Rescuers searched for survivors in the Bahamas on Wednesday after Hurricane Dorian, the most damaging storm to strike the island nation, left in its wake a flooded landscape dotted with pulverized homes and beached boats.
The scope of the damage and humanitarian crisis was still unfolding as aerial video of the Abaco Islands in the northern Bahamas showed wide swaths of destruction.
While a few deaths have been reported, officials warned the current toll was likely to rise.
Messages on Twitter described whole communities being swept away.
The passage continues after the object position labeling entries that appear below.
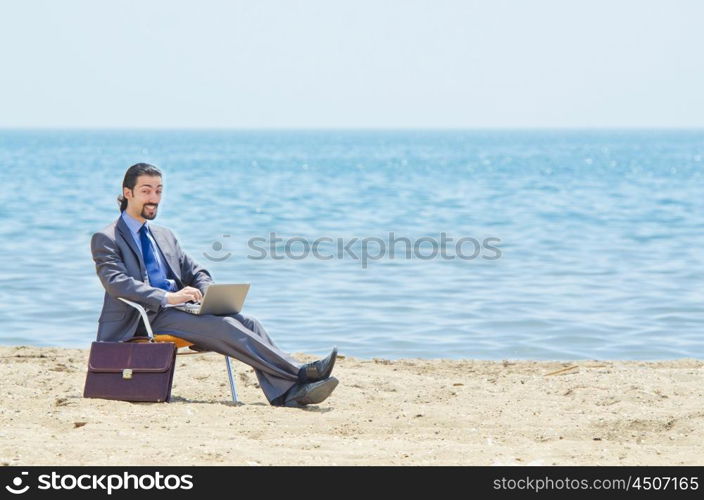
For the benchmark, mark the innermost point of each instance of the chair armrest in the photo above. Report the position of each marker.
(143, 313)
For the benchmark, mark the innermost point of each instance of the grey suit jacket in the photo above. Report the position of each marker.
(120, 267)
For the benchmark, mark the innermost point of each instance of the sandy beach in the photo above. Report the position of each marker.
(402, 412)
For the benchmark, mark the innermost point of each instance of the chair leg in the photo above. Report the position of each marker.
(233, 390)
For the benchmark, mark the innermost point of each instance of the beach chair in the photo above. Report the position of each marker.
(179, 343)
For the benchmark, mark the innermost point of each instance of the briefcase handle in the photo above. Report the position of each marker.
(143, 313)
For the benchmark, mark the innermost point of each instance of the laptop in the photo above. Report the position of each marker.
(218, 299)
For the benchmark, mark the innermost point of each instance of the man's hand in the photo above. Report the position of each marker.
(186, 294)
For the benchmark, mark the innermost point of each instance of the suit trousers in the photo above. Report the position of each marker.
(239, 336)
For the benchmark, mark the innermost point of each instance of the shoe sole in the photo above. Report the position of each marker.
(328, 372)
(318, 394)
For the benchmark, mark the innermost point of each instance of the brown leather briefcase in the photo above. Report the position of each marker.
(130, 371)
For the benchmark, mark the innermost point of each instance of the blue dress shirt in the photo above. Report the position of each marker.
(134, 226)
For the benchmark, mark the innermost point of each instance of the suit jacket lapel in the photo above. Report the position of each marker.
(127, 236)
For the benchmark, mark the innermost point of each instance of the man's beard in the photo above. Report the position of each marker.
(148, 215)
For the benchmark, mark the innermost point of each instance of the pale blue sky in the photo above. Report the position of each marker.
(319, 64)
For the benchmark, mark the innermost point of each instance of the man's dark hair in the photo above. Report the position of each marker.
(130, 180)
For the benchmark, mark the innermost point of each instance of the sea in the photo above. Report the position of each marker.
(482, 244)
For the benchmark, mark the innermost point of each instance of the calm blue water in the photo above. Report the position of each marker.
(601, 236)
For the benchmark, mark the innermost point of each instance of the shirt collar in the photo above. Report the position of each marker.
(132, 223)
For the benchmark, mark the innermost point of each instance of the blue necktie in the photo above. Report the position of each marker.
(157, 276)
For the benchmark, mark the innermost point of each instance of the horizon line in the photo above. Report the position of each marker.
(352, 129)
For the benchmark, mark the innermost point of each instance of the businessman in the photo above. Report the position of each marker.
(144, 263)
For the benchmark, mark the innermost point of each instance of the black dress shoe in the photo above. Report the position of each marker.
(310, 394)
(318, 370)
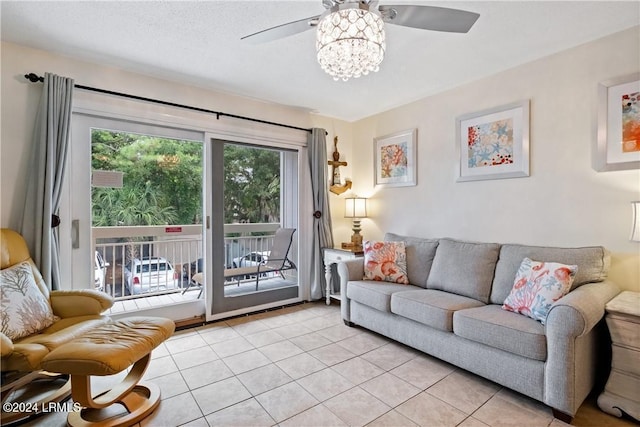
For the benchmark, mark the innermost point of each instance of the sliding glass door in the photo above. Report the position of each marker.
(254, 221)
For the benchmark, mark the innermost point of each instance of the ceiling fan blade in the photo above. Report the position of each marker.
(283, 30)
(429, 17)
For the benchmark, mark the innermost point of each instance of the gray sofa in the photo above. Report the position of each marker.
(452, 310)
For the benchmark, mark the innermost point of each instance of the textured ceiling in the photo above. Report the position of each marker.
(198, 43)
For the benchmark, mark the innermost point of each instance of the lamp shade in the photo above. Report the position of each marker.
(635, 221)
(355, 207)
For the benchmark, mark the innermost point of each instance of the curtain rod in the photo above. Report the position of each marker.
(34, 78)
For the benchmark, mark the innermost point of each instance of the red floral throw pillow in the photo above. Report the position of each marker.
(385, 262)
(537, 286)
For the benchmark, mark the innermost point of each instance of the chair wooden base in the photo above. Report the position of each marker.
(16, 386)
(138, 399)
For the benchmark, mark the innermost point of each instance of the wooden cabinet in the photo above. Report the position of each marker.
(622, 392)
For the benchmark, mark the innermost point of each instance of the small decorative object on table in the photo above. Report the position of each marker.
(356, 208)
(331, 257)
(620, 395)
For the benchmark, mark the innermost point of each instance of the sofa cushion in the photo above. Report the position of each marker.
(505, 330)
(430, 307)
(420, 254)
(593, 265)
(464, 268)
(375, 294)
(25, 309)
(385, 262)
(537, 286)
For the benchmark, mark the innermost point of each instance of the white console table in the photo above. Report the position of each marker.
(333, 256)
(622, 392)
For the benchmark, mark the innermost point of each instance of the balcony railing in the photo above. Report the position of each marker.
(123, 250)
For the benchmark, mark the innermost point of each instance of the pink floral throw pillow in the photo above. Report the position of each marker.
(385, 262)
(537, 286)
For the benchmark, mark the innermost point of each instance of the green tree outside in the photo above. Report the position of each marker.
(163, 181)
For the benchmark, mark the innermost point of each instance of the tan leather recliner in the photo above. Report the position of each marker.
(79, 311)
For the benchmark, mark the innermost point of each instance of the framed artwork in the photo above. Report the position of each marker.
(395, 159)
(618, 136)
(494, 143)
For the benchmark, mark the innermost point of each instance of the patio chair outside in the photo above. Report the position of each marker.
(277, 262)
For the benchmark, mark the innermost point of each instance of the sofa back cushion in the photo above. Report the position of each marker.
(593, 265)
(420, 253)
(464, 268)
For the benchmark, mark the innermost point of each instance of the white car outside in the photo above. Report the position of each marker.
(151, 274)
(100, 271)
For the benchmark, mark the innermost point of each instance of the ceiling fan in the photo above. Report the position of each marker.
(350, 33)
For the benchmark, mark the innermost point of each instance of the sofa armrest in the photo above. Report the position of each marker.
(574, 330)
(351, 269)
(348, 270)
(81, 302)
(6, 345)
(580, 310)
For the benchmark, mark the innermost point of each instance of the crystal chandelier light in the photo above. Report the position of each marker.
(350, 43)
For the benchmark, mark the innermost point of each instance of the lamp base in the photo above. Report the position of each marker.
(351, 247)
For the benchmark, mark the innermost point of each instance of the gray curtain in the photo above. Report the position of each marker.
(46, 173)
(322, 232)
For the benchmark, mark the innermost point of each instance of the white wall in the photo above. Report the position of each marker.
(564, 202)
(20, 100)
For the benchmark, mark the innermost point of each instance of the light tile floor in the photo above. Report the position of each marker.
(300, 366)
On Wednesday survivors picked through the wreckage of homes ripped open by fierce winds, struggled to fuel generators and lined up for food.
Dozens of people took to Facebook to search for missing loved ones, and aid agencies estimated that tens of thousands of people would need food and other support.
Bahamas Prime Minister Hubert Minnis said on Tuesday no effort would be spared in search and recovery.
SOUNDBITE (ENGLISH) BAHAMAS PRIME MINISTER HUBERT MINNIS: "We are in the midst of one of the greatest national crises in our country's history." President Trump Wednesday said the U.S. was sending aid to the region.
SOUNDBITE (ENGLISH) US PRESIDENT DONALD TRUMP: "We're sending some people to give them a hand and they need a big hand." The Red Cross in the capital Nassau says they expect a complicated relief effort, and that as many as 13,000 homes across the Bahamas have been damaged or destroyed.
Meanwhile residents of coastal Georgia and South Carolina were bracing for Dorian's approach on Wednesday, with the National Hurricane Center warning the slow-moving storm could make landfall in South or North Carolina Thursday or Friday.